Y el segundo testimonio proclamó:

-Yo oí que éste dijo: «Yo puedo destruir el Templo de Dios y reedificarlo en tres días».

Y ahora fue grande y distinto el rumor. Porque en los juicios de Israel han de avenirse de modo tan cabal las palabras de los delatores, que si «un judío fuere acusado de idolatría de las fuerzas luminares del cielo y un testigo dijere: Yo le he visto rendir culto al sol, y otro afirmare: Yo le he visto adorando la luna, no tendrán sus acusaciones valimiento de justicia».

Y disputaban entre sí las gentes:

-Amenaza contra el Señor y blasfemia de muerte es: Yo destruiré el Templo; mas no así: Yo puedo destruirlo, pues todavía lo acaban los artífices de Herodes el Grande, ya podrido. ¿Y acaso no es posible que un hombre derribe lo que otro hombre levanta?

Y miraban a Jesús.

Jesús permanecía con los ojos inclinados, la cabeza recta, fría, inmóvil. Bajo su manto temblaban las puntas de sus codos.

De nuevo se movió el negro turbante de Annás. Y crecieron las voces de los ancianos, de los levitas, de los escribas. Quedose barbullando la del Príncipe.

Y otra vez hablaron los testimonios, y ahora dijeron entrambos unas mismas palabras.

Y gritó aquél:

-¿Nada respondes, Jeschoua Nazarieth, hijo de Josef?

Y la respiración cansada del Rábbi pasó encima del silencio ardiente de la cámara.

Annás y Kaifás se miraron. Y el Pontífice comenzó a incorporarse, y fue apareciendo sobre todos, con retumbos de sus plantas y un crujir de ricas vestiduras. Y llegando junto a Jesús alzó los brazos diciendo:

-¡Yo te conjuro a que respondas si eres tú el Cristo, el Hijo de Dios, cuyo nombre sea siempre bendito!

Y al pronunciarlo humilló su frente, y todos se doblaron en reverencia al nombre del Señor.

Estremeciose el Rábbi, y con voz empañada dijo:

-¡Yo soy!

Y le contuvo una tos seca, penosa. Después, evocando a David y Daniel, añadió:

-¡Yo soy! ¡Y llegará un día en que veréis al Hijo del Hombre sentado a la diestra del Padre sobre nubes de Gloria!...

Los jueces, en pie, hacían visaje de espanto; se cerraban las orejas con sus puños, y repetían:

-¡Abominación! ¡Abominación!

Las manos de Kaifás se engarfiaron en su pecho, y todos se conmovieron de terror escuchando el ruido estridente de la desgarradura de su túnica santa.

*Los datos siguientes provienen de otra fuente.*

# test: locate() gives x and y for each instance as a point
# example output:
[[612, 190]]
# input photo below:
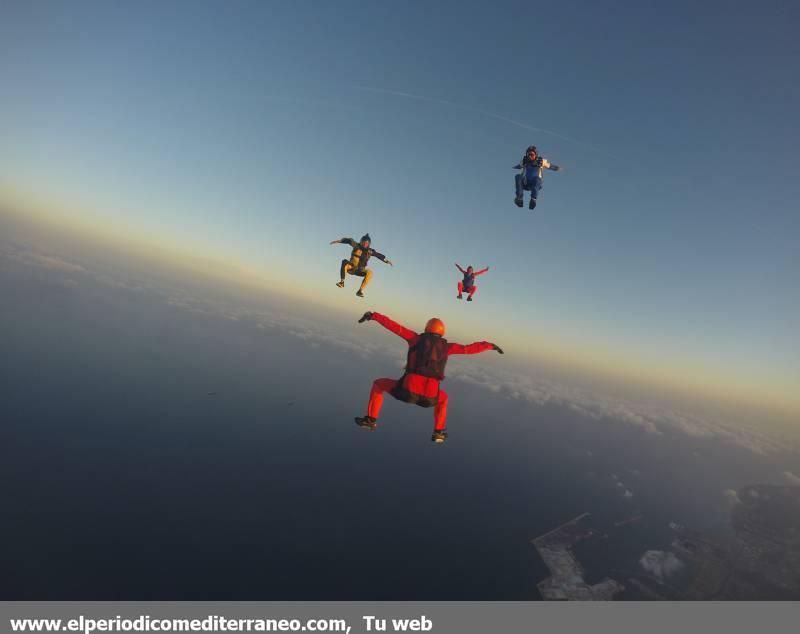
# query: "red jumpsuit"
[[416, 383], [468, 284]]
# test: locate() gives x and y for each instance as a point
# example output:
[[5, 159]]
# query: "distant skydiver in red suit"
[[468, 283], [427, 357]]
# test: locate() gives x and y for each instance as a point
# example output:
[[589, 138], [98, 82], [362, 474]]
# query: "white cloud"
[[660, 564], [650, 417], [791, 478]]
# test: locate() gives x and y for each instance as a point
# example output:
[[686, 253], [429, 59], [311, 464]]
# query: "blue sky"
[[263, 130]]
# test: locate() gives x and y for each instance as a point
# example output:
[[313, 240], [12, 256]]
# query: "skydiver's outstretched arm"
[[472, 348], [392, 326], [548, 165], [381, 257]]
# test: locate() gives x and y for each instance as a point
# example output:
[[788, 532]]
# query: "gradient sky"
[[263, 130]]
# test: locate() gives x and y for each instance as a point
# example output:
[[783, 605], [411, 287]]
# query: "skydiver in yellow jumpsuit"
[[357, 264]]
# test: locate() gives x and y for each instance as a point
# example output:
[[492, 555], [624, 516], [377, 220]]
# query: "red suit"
[[467, 285], [414, 387]]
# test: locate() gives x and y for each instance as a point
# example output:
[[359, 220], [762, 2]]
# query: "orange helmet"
[[435, 326]]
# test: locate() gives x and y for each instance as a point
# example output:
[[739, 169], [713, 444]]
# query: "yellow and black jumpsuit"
[[357, 264]]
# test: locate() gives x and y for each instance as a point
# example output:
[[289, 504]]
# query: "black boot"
[[366, 422]]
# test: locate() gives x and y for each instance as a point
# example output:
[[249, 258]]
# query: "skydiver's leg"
[[519, 180], [376, 396], [343, 270], [367, 278], [535, 187], [440, 412]]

Annás suavizó el rasgado ropaje de su yerno, porque habían quedado sus pliegues como el vientre abierto de un buey.

Y el Nassi gritaba:

-¡Blasfemó ese hombre en nuestra misma presencia! ¡Qué más testimonio de su culpa!

Y se levantaron austeros y tristes los escribas y sacerdotes, pronunciando:

-¡Reo de muerte es, reo de muerte!

...Juan salió, cayéndose. En el portal se le colgaron a su cuello los brazos de Kefa, convulso de sollozos.

Amanecía. Jerusalén despertaba gozosamente.

Los requejos y sendas del hontanar de Gihon se poblaban de mujeres y de esclavos con sus ánforas desbordantes; volvían los caravaneros que guiaban sus bestias, de cuyas angarillas goteaban los odres hinchados. Las puertas de las murallas comenzaban a enjambrarse de vendedores, de peregrinos, de legionarios.

Y en el Templo saludaban las trompetas al nuevo día, que iba abriéndose por la cumbre de rosa del Hebrón.